When do we use "check"?
"Check" has plenty of meanings and is one of the most usual English words. To keep it short, anyway, "check" can be used as a verb and as a noun. As a noun, it is defined as the US spelling for "cheque", referring to a piece of paper used to pay, usually printed by banks. In addition, "check" also has a few other meanings as a noun, which we'll illustrate below, using relevant examples.
Unlike "cheque", "check" is also used as a verb. From this perspective, the word has plenty of meanings, itself or within various expressions, starting from the primary definition of the action of examining something to confirm it's correct or complete. But let's exemplify them so you understand better:
Example 1: I prefer to pay by check. - as a noun, "check" is the US spelling for "cheque", a piece of paper printed by a bank, used for payments.
Example 2: I made a safety check on your equipment and I can assure you of its optimum functionality. - as a noun, "check" can also refer to an examination of something, made to confirm it's the way it should be.
Example 3: Client service in this restaurant is horrible, I asked for the check and waited half an hour to get it. - "check" is the US noun for the UK "bill".
Example 4: Put a check on that list, we have bought all the items from it. - nonetheless, as a noun, "check" can also be the US synonym for the UK "tick".
Example 5: Please check the door, I don't know if I locked it or not. - getting to "check" used as a verb, its primary meaning is the action of examining something.
Example 6: Please check if he has discovered the truth. - "check" can be replaced, in this context, with "find out".
Example 7: Check with your husband if you are coming to the party. - "check" can also refer to the action of asking or asking permission
Example 8: We need to do something to check these news from spreading. - "check" can be used with the meaning of stopping or leaving.

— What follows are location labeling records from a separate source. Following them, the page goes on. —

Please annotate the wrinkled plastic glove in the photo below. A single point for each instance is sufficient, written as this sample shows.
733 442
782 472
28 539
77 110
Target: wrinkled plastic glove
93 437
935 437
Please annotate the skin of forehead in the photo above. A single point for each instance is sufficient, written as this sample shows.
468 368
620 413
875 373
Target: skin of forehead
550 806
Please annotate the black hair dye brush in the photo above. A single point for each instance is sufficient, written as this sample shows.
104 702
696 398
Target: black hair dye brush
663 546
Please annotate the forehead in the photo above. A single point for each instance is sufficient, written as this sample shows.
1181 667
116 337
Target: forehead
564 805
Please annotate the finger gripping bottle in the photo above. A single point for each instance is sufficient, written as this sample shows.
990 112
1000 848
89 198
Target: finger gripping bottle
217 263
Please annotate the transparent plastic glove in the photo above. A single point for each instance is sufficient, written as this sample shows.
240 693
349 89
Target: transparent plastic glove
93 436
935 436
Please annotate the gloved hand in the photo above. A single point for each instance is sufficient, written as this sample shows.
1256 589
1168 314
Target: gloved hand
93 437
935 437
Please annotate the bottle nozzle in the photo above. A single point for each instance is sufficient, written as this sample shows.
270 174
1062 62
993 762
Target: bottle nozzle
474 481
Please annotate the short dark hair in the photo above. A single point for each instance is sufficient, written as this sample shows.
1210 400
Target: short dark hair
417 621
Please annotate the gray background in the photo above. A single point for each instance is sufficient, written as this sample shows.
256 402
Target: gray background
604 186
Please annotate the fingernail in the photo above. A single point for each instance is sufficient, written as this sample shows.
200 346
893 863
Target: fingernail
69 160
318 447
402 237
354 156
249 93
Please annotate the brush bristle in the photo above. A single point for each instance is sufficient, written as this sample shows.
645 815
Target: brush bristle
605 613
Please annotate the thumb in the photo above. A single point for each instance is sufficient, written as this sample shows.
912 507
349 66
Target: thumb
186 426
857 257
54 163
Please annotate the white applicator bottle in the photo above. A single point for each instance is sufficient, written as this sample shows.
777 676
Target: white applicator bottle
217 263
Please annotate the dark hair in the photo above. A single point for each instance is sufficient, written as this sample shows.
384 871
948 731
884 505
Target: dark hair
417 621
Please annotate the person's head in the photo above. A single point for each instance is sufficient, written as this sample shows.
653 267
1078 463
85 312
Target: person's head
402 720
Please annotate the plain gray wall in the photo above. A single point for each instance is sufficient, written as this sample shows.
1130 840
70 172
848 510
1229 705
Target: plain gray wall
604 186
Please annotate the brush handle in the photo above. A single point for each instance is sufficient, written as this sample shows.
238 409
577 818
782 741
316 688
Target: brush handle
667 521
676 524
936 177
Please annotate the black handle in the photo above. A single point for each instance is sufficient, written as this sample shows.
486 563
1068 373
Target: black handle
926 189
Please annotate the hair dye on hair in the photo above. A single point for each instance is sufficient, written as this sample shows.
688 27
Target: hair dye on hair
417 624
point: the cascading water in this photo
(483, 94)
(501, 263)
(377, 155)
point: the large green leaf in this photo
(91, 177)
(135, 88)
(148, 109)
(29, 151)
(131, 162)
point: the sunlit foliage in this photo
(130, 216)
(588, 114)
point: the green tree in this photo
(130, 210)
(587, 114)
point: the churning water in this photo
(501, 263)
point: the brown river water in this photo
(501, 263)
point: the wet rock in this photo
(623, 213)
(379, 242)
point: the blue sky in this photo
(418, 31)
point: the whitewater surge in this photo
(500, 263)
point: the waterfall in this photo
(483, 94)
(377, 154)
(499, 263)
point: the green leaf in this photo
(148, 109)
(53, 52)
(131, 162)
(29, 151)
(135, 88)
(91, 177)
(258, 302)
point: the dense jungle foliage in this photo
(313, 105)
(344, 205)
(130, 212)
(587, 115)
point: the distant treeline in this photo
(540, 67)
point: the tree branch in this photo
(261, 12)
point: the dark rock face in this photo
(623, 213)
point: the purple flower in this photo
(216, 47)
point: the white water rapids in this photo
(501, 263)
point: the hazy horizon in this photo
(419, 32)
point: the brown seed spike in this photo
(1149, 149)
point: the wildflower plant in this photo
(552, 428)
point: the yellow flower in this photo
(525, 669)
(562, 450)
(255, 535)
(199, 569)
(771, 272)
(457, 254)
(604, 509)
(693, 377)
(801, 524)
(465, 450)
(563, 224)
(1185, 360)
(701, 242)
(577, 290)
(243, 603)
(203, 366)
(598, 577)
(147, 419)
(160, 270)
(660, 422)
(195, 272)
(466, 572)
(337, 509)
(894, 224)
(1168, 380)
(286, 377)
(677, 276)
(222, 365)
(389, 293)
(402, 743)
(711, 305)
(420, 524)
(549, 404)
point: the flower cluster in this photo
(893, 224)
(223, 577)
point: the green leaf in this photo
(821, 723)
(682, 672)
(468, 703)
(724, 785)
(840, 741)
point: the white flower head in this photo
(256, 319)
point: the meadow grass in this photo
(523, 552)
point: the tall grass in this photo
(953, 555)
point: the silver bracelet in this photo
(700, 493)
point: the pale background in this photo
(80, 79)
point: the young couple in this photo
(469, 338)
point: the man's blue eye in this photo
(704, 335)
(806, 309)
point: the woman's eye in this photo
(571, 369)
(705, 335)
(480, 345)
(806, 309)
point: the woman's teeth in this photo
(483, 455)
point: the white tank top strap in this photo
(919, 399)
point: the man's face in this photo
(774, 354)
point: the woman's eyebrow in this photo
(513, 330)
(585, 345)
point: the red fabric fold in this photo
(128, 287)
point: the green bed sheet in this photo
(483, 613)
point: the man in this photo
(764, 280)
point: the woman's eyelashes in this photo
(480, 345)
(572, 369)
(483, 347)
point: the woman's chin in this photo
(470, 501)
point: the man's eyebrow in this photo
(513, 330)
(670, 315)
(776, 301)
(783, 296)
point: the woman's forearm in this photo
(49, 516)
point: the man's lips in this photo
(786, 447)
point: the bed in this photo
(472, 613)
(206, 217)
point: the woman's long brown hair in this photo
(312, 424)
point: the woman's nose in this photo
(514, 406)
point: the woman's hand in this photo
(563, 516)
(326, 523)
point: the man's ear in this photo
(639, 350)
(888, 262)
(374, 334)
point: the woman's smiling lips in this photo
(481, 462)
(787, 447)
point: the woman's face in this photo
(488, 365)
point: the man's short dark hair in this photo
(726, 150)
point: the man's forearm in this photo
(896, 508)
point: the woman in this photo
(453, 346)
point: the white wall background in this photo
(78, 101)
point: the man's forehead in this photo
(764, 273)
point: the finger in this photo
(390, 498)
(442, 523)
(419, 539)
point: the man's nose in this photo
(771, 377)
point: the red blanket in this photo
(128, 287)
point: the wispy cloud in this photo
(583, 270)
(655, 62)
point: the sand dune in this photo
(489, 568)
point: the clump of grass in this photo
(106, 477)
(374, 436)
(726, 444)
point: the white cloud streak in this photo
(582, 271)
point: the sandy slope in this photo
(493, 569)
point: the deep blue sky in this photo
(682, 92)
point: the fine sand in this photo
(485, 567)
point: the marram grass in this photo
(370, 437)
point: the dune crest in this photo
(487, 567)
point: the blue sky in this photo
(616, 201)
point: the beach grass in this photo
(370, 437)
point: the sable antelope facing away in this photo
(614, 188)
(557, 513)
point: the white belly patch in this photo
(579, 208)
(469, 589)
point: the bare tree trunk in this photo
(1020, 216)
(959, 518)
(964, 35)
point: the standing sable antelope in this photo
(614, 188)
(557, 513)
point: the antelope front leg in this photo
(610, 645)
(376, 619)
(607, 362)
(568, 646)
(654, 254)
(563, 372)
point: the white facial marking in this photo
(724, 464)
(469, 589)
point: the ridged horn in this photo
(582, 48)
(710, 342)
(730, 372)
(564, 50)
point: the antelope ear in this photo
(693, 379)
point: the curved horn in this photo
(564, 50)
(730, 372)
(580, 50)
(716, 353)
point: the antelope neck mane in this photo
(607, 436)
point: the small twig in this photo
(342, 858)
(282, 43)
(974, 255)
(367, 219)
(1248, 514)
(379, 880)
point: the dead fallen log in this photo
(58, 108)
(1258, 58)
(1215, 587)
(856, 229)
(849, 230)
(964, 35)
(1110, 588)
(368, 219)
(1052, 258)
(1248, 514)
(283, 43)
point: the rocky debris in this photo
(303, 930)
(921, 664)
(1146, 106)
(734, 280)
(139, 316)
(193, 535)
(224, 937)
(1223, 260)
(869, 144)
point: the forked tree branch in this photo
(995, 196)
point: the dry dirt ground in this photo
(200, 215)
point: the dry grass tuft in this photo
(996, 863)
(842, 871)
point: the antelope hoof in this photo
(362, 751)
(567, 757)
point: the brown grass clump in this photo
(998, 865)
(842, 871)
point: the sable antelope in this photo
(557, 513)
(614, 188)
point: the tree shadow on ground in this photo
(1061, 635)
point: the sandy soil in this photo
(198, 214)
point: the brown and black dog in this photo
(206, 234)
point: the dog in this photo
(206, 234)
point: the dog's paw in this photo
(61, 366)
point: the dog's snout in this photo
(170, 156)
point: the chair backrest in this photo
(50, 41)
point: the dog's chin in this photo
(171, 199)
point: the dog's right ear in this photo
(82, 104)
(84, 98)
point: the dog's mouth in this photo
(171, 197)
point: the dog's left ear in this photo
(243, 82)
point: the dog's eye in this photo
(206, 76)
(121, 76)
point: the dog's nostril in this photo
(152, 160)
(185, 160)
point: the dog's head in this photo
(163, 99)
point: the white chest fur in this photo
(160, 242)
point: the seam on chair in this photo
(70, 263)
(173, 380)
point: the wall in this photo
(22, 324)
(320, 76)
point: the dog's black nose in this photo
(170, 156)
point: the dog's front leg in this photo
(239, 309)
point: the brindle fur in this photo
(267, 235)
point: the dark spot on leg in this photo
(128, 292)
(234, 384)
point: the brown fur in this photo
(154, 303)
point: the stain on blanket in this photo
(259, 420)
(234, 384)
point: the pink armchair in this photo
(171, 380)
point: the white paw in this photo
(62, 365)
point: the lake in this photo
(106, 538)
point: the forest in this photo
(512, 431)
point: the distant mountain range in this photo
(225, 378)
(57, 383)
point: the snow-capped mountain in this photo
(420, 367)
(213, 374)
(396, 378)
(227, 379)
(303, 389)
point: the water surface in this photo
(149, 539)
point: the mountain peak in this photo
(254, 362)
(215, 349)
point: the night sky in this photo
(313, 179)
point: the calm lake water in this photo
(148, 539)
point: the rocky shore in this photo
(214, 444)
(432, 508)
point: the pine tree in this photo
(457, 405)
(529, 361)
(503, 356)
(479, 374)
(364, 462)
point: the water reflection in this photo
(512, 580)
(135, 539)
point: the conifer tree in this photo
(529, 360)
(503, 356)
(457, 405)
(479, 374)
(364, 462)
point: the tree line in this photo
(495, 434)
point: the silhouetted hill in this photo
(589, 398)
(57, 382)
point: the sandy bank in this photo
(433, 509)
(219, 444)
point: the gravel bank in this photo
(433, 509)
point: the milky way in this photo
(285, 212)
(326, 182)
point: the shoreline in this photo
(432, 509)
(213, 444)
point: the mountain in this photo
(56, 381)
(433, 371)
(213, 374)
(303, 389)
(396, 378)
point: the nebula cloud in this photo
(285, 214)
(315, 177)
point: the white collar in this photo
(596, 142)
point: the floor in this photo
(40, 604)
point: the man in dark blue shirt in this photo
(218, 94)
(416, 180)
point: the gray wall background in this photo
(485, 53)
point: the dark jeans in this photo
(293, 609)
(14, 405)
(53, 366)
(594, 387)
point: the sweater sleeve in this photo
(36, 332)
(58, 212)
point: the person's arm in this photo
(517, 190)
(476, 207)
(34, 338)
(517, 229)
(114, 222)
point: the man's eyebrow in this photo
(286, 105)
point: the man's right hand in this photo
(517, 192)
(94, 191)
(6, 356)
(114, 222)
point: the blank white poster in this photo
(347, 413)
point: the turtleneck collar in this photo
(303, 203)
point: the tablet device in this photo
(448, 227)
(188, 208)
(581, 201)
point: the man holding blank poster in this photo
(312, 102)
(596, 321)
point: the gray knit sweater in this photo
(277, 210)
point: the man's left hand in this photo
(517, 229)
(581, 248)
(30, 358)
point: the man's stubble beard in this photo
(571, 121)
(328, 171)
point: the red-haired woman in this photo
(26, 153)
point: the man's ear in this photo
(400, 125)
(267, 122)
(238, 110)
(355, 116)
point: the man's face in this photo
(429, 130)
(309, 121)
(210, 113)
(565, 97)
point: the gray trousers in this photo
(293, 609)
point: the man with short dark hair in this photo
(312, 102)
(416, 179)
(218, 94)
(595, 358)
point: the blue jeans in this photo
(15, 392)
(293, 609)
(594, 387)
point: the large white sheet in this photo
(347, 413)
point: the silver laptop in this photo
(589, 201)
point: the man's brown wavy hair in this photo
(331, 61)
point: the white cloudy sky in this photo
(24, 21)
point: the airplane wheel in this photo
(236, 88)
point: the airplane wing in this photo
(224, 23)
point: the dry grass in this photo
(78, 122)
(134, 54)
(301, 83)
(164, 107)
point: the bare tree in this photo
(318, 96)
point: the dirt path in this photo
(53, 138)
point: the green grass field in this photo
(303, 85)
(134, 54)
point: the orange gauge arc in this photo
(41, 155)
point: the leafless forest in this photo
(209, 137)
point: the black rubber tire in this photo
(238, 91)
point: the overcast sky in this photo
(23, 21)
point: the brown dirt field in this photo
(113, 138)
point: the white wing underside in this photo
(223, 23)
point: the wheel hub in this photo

Example 9: You can check all the items on the list, we have purchased them all. - nonetheless, as a verb, "check" can be the US replacement for the UK "tick".
Apart from all these situations, there are several more contexts where "check" can be used with multiple meanings as a verb, but where it can never be replaced with "cheque". These include "check in", "check out", "check something off" etc.
When do we use "cheque"?
"Cheque" should always and only be used as a noun. In addition to this, it is recommended that you only use "cheque" in British English, as it is defined as the UK spelling for "check". Besides these simple rules, there is not anything else you should remember about "cheque". It simply refers to the piece of paper that a bank prints and which allows you to pay for things.
Example: I would like to pay by cheque for your services. - a piece of paper printed by a bank and used to make payments.
Not confusing "check" and "cheque" is very easy if you keep in mind that "cheque" has a restricted area of use. It only refers to a piece of paper and can only be used as a noun. Its US spelling, anyway, is "check". This one, besides the basic meaning, has several more significations as a noun and even more as a verb.